How do you follow Berwick?
The preceding show at York Theatre Royal saw the legendary panto dame bow out after 40 years. So, a hard act to follow.
- Till Sat 23 Feb
- York Theatre Royal
- From £12
- More details
But luckily the anwer to that question was Grease by York Light.
Officially Britain’s favourite musical it offers bags of music, dancing and fun, with an added bonus of youthful exuberance.
And just like the panto there was even some (uninvited but amusing) audience participation. Boy those guys could hand jive.
Panache and precision
We all know the storyline of Grease. After a summer fling, Danny and Sandy find they are at the same US high school together.
The course of young love doesn’t run smooth but after a lot of backchat, bitchiness and rock’n’roll, the kids get it together.
First staged in 1971 and set in the Fifties, the core message of Grease – girls, you’d better put out if you want to snag a man – isn’t completely at ease in the modern world.
But it’s the music that makes the musical and here York Light simply know what they’re doing.
All the songs, from Grease Is The Word through Summer Nights and Beauty School Dropout were brimming with panache, complete with precision choreography.

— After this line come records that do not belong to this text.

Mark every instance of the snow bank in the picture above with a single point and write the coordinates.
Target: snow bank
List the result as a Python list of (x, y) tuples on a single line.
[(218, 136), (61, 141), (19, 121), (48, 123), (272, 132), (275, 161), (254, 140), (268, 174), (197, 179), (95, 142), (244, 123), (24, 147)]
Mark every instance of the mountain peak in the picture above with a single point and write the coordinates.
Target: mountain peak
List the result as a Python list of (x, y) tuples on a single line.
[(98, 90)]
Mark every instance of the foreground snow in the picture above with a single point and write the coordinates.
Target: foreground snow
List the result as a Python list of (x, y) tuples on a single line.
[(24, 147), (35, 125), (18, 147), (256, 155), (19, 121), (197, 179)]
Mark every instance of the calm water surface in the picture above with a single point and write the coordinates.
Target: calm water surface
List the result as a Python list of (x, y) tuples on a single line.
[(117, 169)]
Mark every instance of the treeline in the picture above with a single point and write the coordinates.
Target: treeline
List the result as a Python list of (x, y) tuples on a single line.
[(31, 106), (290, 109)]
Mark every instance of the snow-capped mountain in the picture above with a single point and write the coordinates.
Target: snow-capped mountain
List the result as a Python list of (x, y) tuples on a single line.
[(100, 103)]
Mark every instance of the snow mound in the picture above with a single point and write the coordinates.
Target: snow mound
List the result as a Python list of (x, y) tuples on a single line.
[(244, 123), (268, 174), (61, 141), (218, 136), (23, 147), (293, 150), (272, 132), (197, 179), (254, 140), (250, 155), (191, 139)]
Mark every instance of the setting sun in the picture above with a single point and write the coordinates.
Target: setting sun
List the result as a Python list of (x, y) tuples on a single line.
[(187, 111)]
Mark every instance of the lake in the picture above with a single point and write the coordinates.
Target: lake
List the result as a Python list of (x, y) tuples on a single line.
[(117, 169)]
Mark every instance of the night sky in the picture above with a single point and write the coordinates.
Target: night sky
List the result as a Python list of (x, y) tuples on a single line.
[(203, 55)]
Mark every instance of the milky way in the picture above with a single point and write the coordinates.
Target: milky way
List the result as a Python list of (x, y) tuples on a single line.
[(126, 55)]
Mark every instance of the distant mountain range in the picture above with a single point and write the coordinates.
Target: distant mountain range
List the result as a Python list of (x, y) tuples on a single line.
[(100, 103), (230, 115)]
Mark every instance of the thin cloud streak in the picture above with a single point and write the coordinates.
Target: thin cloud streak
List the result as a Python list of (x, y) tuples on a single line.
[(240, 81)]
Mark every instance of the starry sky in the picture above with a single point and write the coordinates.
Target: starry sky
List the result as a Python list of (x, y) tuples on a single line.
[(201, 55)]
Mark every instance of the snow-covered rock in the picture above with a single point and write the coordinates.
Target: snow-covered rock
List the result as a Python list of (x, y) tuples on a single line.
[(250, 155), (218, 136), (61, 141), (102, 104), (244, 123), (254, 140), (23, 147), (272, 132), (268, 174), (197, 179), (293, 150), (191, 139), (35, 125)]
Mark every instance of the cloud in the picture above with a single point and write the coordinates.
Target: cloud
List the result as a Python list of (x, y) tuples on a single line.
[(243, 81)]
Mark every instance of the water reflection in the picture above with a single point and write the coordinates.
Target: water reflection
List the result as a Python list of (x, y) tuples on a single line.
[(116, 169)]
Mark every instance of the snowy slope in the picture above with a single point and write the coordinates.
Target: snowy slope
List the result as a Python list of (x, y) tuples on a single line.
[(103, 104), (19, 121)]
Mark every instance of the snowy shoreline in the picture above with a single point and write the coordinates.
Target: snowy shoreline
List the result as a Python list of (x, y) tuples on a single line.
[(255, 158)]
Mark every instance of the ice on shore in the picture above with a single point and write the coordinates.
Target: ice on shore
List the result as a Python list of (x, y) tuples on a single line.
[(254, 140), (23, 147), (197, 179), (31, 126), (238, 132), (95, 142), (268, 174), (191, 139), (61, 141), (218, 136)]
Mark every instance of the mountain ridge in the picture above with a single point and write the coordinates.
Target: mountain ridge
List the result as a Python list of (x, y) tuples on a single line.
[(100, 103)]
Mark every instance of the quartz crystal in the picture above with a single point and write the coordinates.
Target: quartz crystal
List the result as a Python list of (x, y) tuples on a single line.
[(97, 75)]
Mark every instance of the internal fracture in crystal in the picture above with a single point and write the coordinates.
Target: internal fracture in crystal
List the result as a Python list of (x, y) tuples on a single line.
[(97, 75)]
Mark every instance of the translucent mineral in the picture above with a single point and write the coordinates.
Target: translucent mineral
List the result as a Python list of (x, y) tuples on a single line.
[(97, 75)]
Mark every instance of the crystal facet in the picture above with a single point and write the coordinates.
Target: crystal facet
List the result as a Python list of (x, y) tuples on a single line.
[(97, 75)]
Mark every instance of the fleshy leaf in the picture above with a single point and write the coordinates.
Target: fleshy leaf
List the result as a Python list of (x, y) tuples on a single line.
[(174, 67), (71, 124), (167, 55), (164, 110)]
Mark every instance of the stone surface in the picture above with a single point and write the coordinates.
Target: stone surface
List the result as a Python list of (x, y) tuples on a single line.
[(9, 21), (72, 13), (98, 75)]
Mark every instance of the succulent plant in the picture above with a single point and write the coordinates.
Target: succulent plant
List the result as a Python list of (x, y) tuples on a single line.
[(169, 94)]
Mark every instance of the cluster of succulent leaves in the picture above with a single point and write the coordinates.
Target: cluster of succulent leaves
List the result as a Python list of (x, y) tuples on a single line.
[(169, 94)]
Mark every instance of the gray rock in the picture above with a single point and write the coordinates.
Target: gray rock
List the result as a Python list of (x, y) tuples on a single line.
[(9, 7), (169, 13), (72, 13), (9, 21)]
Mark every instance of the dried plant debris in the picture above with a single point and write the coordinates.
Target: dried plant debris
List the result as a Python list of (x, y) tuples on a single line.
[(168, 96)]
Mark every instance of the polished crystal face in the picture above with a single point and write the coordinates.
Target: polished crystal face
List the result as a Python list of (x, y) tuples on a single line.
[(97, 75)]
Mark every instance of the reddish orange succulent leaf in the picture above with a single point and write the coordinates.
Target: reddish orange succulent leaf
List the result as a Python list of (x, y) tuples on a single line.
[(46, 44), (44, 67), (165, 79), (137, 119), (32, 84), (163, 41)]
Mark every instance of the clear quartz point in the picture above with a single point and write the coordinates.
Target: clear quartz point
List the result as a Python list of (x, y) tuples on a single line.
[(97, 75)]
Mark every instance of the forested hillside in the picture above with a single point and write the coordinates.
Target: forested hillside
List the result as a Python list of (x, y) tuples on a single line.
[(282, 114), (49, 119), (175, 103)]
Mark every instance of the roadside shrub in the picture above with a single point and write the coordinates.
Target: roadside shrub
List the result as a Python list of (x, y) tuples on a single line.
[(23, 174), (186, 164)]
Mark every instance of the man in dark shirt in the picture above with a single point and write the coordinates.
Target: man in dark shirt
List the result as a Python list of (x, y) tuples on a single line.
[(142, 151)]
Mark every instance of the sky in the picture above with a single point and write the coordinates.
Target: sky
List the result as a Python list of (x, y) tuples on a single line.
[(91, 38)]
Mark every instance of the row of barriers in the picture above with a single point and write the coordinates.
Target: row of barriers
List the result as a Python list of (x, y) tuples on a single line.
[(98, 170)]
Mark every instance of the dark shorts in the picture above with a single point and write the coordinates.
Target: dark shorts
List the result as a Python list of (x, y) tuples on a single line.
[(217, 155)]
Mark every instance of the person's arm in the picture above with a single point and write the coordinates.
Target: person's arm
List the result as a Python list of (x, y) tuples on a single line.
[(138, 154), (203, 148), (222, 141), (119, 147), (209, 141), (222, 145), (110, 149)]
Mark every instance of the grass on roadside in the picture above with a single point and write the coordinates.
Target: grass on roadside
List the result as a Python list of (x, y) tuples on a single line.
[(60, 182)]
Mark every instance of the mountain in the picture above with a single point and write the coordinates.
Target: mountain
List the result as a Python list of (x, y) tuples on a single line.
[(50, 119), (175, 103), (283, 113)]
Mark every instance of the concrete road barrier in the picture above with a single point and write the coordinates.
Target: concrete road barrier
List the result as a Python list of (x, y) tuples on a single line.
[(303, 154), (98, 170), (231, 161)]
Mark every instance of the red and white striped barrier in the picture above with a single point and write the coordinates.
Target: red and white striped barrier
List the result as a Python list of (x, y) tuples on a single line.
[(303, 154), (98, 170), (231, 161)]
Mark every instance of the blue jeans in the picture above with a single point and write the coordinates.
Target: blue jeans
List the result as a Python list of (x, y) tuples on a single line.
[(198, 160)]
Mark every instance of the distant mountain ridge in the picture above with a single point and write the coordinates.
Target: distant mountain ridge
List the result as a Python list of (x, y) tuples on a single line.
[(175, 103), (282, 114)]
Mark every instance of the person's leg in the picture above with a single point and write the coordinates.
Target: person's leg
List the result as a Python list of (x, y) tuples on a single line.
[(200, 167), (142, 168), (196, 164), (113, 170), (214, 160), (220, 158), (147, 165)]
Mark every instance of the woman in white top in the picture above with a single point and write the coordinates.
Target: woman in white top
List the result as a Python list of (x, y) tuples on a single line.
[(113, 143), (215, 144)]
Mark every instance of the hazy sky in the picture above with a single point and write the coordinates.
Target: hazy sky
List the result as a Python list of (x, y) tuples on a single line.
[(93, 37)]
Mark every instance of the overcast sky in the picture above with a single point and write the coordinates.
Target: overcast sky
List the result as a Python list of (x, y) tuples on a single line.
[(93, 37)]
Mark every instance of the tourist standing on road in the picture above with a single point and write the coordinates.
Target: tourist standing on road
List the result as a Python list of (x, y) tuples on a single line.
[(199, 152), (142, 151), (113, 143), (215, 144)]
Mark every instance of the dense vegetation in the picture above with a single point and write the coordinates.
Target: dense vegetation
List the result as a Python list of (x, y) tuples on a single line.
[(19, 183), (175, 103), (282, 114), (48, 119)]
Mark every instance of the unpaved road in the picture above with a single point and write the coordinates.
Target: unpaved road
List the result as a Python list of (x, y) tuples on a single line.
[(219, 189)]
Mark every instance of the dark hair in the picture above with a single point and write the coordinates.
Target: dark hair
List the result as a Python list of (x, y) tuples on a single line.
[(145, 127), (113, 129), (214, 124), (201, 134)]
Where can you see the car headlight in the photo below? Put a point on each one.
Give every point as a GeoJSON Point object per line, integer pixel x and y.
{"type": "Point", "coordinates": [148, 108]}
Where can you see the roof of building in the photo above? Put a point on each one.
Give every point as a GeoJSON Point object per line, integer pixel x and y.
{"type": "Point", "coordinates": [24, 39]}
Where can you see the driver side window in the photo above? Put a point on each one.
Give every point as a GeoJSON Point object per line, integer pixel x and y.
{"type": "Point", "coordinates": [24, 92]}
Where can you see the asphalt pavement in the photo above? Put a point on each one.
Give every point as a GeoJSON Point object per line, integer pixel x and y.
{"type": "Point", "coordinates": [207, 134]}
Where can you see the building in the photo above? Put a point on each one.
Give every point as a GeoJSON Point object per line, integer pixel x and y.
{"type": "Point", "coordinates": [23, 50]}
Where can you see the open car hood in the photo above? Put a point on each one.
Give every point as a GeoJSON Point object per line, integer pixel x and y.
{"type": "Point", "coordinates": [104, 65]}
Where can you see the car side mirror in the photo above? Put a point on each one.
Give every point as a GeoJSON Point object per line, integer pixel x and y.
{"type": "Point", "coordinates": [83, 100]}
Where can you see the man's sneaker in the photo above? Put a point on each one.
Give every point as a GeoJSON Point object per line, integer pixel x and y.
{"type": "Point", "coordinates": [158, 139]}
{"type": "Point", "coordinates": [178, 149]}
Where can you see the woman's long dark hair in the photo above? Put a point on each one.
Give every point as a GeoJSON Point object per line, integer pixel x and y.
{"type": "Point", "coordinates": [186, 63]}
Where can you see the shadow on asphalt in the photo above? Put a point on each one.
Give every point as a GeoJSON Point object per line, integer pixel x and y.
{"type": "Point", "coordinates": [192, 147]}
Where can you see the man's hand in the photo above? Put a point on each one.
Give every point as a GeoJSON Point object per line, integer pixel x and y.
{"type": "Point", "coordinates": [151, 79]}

There’s a strength in depth to this cast. The two leads are both excellent.
James Horsman adds a touch of vulnerability to his wisecracking Danny. Sarah Craggs does really well with the challenging part of Sandy, who has to spend much of the show as the school’s prim party-pooper before morphing into a leather-trousered man-eater.
Her high point is a beautiful and sweet version of Hopelessly Devoted.
Among the other principals, Jack Armstrong as Kenickie was particularly strong – Greased Lightnin’ is a highlight.
Emma-Louise Dickinson really gets under the skin of snarky Rizzo, showing off her vocal talent in There Are Worse Things I Could Do.
As the irritating and perkily passive aggressive Patty, Sarah Bruce was note perfect.
And we were particularly taken by Finn East as Roger and his date Jan, played by Fiona Baistow, who were terrifically watchable as well as very funny.
To bring together a show featuring this many fast and furious song-and-dance numbers takes some doing, so hats off to Martyn Knight who was both director and choreographer.
He was aided by a great band under the direction of John Atkin. And the set was impressive and ingenious – what a team effort.
You sensed the cast have even more to give. Now the first-show nerves are over, they can really let rip to take the big numbers up to a whole new level.
Anyone with a touch of the February blues should take refuge in those Summer Nights at the Theatre Royal till February 23. Put simply, if you’re looking for a big night out, Grease is the word.